Justifying Pay on Foot, $1MM Loss, Unions
I am in the midst of a large conversion from pay-on-exit to pay-on-foot. There are all the normal issues, but some might be of special interest.
When we opened walls to install the POF equipment, we found that, in a number of cases, it was impossible to put the equipment through the wall. There simply wasn’t enough room. Also, when cables needed to be pulled, poured reinforced concrete isn’t exactly the easiest wall to drill.
We found that in the particular government jurisdiction, we needed a permit to install a variable message sign. Not just for the electrical hookup – we figured that – but we also needed a permit for the sign itself, because it could be seen from the street. Drawings, permits, design specs. Wow! More than 10K just for the installation of one sign.
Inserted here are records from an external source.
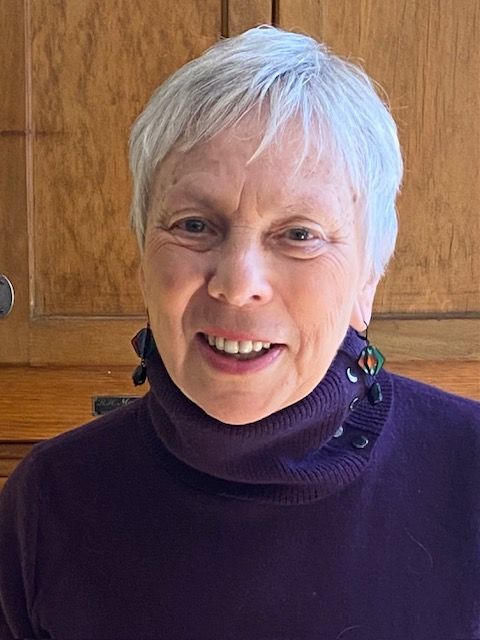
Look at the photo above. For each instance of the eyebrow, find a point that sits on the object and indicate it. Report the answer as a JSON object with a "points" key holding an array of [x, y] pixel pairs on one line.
{"points": [[199, 196]]}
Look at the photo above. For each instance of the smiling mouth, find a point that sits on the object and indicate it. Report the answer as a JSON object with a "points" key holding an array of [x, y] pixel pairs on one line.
{"points": [[238, 349]]}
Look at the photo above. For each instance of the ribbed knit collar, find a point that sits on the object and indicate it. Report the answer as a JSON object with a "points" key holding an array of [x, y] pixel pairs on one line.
{"points": [[297, 455]]}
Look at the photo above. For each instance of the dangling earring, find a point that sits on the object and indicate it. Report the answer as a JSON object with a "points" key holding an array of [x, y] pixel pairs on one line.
{"points": [[143, 343], [371, 360]]}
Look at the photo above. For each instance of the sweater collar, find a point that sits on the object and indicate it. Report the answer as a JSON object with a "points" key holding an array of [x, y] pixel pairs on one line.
{"points": [[299, 454]]}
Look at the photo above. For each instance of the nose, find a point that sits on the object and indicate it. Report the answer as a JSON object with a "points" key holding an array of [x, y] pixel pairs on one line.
{"points": [[241, 276]]}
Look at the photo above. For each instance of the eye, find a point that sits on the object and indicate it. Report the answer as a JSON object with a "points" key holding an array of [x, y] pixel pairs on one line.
{"points": [[300, 234], [191, 225]]}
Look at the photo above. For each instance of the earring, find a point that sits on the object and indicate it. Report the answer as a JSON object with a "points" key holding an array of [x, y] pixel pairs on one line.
{"points": [[143, 343], [371, 360]]}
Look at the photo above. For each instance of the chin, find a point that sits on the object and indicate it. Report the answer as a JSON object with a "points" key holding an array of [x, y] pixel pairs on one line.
{"points": [[237, 415]]}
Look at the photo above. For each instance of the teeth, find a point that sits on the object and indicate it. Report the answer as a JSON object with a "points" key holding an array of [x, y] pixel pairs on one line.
{"points": [[237, 346], [230, 346]]}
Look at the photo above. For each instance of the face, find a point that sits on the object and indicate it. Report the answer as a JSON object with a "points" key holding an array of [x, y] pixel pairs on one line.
{"points": [[250, 256]]}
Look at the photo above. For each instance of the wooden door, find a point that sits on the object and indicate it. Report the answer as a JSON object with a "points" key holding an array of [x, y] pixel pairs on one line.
{"points": [[426, 56], [74, 75], [76, 72]]}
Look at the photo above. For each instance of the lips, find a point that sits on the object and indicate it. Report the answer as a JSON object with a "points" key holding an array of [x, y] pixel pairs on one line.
{"points": [[233, 360]]}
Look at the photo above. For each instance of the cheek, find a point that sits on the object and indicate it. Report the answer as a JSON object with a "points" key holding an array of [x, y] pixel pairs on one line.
{"points": [[323, 303], [168, 271]]}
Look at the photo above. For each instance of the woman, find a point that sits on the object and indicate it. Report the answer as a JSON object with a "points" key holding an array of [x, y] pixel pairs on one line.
{"points": [[276, 482]]}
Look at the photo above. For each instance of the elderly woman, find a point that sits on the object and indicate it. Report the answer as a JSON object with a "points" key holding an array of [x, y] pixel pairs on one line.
{"points": [[276, 483]]}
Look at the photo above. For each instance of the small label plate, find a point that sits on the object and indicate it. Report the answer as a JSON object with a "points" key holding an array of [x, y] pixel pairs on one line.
{"points": [[105, 404]]}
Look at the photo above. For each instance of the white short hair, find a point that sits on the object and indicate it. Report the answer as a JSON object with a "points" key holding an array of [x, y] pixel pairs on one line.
{"points": [[294, 77]]}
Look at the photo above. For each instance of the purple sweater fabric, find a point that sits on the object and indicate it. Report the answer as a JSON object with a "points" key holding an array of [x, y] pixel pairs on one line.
{"points": [[332, 519]]}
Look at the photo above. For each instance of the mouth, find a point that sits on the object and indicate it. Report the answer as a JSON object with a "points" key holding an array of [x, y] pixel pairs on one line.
{"points": [[238, 349]]}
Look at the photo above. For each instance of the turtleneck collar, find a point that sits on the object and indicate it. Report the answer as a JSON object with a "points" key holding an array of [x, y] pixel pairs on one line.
{"points": [[297, 455]]}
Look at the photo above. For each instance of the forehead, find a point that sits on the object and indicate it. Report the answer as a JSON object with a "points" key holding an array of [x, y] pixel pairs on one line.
{"points": [[221, 164]]}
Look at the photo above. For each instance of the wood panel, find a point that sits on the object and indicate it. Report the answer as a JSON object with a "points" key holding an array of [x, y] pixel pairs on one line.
{"points": [[426, 55], [13, 210], [244, 14], [83, 342], [44, 401], [94, 65]]}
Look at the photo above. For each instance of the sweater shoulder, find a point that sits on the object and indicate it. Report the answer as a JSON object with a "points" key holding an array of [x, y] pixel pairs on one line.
{"points": [[424, 404]]}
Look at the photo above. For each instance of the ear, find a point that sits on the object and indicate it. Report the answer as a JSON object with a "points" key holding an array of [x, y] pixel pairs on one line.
{"points": [[363, 305]]}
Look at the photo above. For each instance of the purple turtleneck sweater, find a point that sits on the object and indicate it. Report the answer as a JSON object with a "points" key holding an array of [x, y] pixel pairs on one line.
{"points": [[333, 519]]}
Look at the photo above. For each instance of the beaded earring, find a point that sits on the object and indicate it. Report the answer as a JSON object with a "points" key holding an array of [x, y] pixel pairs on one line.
{"points": [[143, 343], [371, 360]]}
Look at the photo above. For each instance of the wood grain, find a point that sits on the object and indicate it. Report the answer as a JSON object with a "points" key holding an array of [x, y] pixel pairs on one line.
{"points": [[426, 56], [14, 341], [94, 66], [39, 402], [244, 14]]}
When you need to justify a switch to pay-on-foot and the resulting removal of some cashiers, you need to deal not only with the difficult task of letting them go, but you also may run against the union, some of which have contracts that do not allow the removal of staff if you are changing technology.
Often you justify simply by figuring the reduction in staffing levels. However, experience has shown that even in the most well-run garages, revenue increases of 3% can be seen after the switch. Think how much the revenue may increase in a garage that doesn’t have all the proper controls?
I’m also working at a new venue that is owned and will be managed by European interests. They are looking to have parking equipment that meets the cultural standards of the typical EU operations. They need pay-by-cell, pay-and-display, and various very flexible communication systems so that they can market to parkers when they pay, as well as while they are in the venue. More about all this as I learn about it.
The Boss has a note in his column this month about a parking operation at a federal facility where the staff stole more than $1million before it was noticed – by a customer. The operator didn’t see anything wrong. It took the FBI to become involved to capture the culprits.
They did an audit. They sat outside the facility and counted the cars that went in – it was a fixed-rate location. They multiplied the number of cars by the rate and knew exactly how much money should have been collected. They then checked the bank records, and lo and behold, they found a huge discrepancy.
They probably did the audit a couple more times to be sure it wasn’t an outlier, then they could have simply marked some money, used it to pay for parking, get a warrant and, well …
You can do the same kind of audit yourself. Even if you have variable rates, you can log in each car with an entry time and an exit time and compute the rates. It takes a few hours, but you can know exactly how much money should have been collected. If you are close, so be it. If not, call me. I’ll get the goods on them.
One last thing – monthlies. Ask the manager how many active contract parkers he or she has on file. Should be a number that can be easily had. Then run a card list and count the cards that are active.
There shouldn’t be any difference. If there is, find out why.
Could be that the local police have a card so they can drive through the lot, and then there’s the one you gave your wife. But there should be a good explanation for every card that is “on” and not on the active card list.
If not, you can assume that each card that is “on” and not paid is costing you the full monthly rate. And that ain’t hay.
The numbers don’t have to be exact, but they should be close. If they aren’t, call me.